A meteorite that landed in the United States two years ago holds clues about the evolution of life on Earth, says new research conducted by an international team of scientists. According to the findings of the study, published on 27 October in the journal Meteoritics & Planetary Science, the meteorite contains 2,600 organic or carbon-containing compounds, which are similar to those that appeared when our Solar System was young.
"When we're looking at these meteorites, we're looking at something that's close to the material when it formed early in the Solar System's history", said Jennika Greer, a doctoral candidate in the Department of Geophysical Sciences at the University of Chicago and co-author of the study.
Scientists say the meteorite, which is rich in iron, underwent a process called thermal metamorphism around 4.5 billion years ago. During thermal metamorphism celestial bodies are subjected to extreme temperatures of 1,300 degrees Fahrenheit (704 degrees Celsius). After that process, the meteorite's chemical composition remained unchanged.
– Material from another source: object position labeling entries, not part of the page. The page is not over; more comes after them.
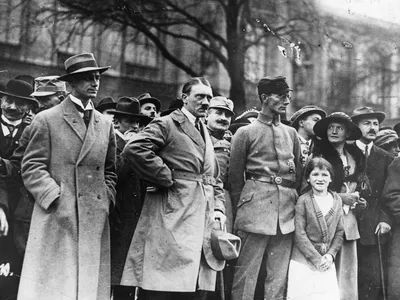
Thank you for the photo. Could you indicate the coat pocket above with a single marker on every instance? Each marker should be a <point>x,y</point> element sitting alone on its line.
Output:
<point>246,198</point>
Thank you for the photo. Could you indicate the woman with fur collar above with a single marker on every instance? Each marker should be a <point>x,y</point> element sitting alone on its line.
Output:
<point>350,183</point>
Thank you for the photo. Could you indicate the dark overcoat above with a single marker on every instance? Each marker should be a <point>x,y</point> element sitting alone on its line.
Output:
<point>70,171</point>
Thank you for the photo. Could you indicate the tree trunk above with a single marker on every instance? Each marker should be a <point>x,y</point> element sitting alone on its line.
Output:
<point>235,48</point>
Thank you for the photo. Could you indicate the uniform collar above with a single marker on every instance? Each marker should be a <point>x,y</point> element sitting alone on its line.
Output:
<point>276,120</point>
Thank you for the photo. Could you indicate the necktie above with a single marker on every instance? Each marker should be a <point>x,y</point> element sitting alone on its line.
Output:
<point>366,152</point>
<point>86,114</point>
<point>10,127</point>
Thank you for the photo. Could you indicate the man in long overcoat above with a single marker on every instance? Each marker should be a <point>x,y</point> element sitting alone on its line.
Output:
<point>165,257</point>
<point>375,219</point>
<point>69,168</point>
<point>15,104</point>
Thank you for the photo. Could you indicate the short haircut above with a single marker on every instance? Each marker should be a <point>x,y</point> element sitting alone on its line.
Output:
<point>187,88</point>
<point>318,162</point>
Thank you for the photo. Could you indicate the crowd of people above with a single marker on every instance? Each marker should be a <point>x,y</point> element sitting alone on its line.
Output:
<point>124,201</point>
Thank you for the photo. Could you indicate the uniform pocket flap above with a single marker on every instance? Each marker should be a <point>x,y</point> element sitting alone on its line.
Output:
<point>246,198</point>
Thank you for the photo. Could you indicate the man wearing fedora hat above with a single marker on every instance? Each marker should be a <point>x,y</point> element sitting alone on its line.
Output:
<point>303,121</point>
<point>18,203</point>
<point>69,168</point>
<point>175,154</point>
<point>149,106</point>
<point>264,169</point>
<point>375,219</point>
<point>15,104</point>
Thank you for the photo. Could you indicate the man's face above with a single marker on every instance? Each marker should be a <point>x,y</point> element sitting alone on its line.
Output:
<point>369,128</point>
<point>308,123</point>
<point>14,108</point>
<point>219,119</point>
<point>337,133</point>
<point>277,104</point>
<point>46,102</point>
<point>148,109</point>
<point>197,101</point>
<point>86,85</point>
<point>123,124</point>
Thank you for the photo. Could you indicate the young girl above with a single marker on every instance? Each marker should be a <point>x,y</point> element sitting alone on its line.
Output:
<point>318,236</point>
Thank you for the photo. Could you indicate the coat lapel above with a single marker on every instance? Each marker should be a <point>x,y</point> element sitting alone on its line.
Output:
<point>188,128</point>
<point>74,120</point>
<point>90,136</point>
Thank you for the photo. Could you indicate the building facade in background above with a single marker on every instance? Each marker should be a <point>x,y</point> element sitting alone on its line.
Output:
<point>347,61</point>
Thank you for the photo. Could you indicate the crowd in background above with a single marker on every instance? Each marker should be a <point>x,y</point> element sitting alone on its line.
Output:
<point>122,200</point>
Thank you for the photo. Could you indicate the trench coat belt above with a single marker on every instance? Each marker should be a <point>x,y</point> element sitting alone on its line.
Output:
<point>205,179</point>
<point>271,179</point>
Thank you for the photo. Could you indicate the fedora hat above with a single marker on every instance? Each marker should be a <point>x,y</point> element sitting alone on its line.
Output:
<point>219,246</point>
<point>48,85</point>
<point>175,104</point>
<point>146,98</point>
<point>222,103</point>
<point>386,136</point>
<point>306,111</point>
<point>19,89</point>
<point>321,127</point>
<point>106,103</point>
<point>364,112</point>
<point>130,106</point>
<point>80,63</point>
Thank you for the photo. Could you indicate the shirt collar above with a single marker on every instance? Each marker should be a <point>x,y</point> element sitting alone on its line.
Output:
<point>89,105</point>
<point>14,123</point>
<point>188,114</point>
<point>276,120</point>
<point>361,146</point>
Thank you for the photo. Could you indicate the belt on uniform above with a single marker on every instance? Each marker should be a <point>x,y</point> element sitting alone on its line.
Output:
<point>271,179</point>
<point>205,179</point>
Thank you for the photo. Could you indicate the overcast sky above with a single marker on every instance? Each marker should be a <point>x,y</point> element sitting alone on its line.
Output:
<point>388,10</point>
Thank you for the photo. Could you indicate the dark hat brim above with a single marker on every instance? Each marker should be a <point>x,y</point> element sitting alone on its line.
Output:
<point>69,76</point>
<point>378,114</point>
<point>155,101</point>
<point>144,120</point>
<point>321,127</point>
<point>308,112</point>
<point>20,97</point>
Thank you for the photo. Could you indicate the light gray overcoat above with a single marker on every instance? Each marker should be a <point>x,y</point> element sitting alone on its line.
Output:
<point>70,171</point>
<point>166,249</point>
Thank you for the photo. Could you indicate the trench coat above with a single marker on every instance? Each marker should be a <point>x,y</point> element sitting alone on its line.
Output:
<point>70,171</point>
<point>166,249</point>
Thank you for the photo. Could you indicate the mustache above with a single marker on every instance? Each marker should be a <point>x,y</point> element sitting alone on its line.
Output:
<point>223,122</point>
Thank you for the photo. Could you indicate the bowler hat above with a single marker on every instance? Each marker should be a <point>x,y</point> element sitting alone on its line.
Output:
<point>386,136</point>
<point>19,89</point>
<point>106,103</point>
<point>146,98</point>
<point>222,103</point>
<point>130,106</point>
<point>219,246</point>
<point>80,63</point>
<point>306,111</point>
<point>367,112</point>
<point>273,85</point>
<point>321,127</point>
<point>48,85</point>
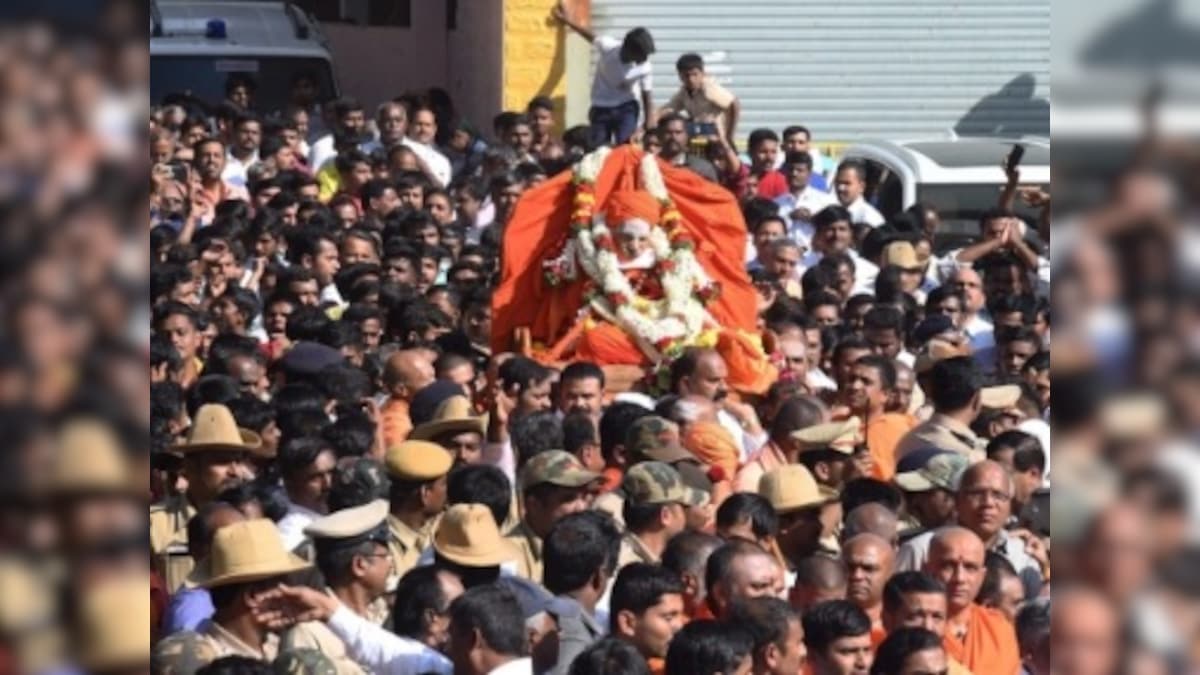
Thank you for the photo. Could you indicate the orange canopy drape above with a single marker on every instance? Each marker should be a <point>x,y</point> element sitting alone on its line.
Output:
<point>540,225</point>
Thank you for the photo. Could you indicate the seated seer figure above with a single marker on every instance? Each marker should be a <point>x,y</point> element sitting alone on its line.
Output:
<point>629,262</point>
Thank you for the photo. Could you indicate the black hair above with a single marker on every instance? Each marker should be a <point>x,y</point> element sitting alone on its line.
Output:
<point>751,507</point>
<point>495,611</point>
<point>899,645</point>
<point>833,620</point>
<point>211,389</point>
<point>581,370</point>
<point>481,484</point>
<point>760,136</point>
<point>352,435</point>
<point>534,434</point>
<point>707,647</point>
<point>885,366</point>
<point>688,61</point>
<point>615,424</point>
<point>954,383</point>
<point>610,656</point>
<point>579,431</point>
<point>869,490</point>
<point>1026,448</point>
<point>297,454</point>
<point>423,593</point>
<point>767,620</point>
<point>235,665</point>
<point>904,583</point>
<point>640,586</point>
<point>577,548</point>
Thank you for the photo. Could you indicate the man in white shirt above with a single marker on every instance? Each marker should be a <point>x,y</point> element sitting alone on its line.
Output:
<point>351,117</point>
<point>802,202</point>
<point>850,185</point>
<point>247,133</point>
<point>421,132</point>
<point>623,72</point>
Due to this fact it was classified as H4. Only 4 percent of meteorites that have landed on our planet belong to this category.
"I personally found it stunning how many organic compounds were still in this meteorite despite its thermal metamorphism", said Philipp Heck, an associate professor at the University of Chicago and lead author of the study.
According to Professor Heck, similar organic compounds were brought by meteorites to a young Earth and some of them "might have been incorporated into life".
Scientists wouldn't have been able to conduct this study if they hadn't quickly found the walnut-sized fragments of the meteorite. When celestial bodies land on Earth they become contaminated by earthly microbes and spores.
Fragments of the meteorite landed on a frozen lake and researchers managed to collect them thanks to weather radar. Scientists say that due to the swift recovery, the space rock looked pristine, as if it had been discovered in space.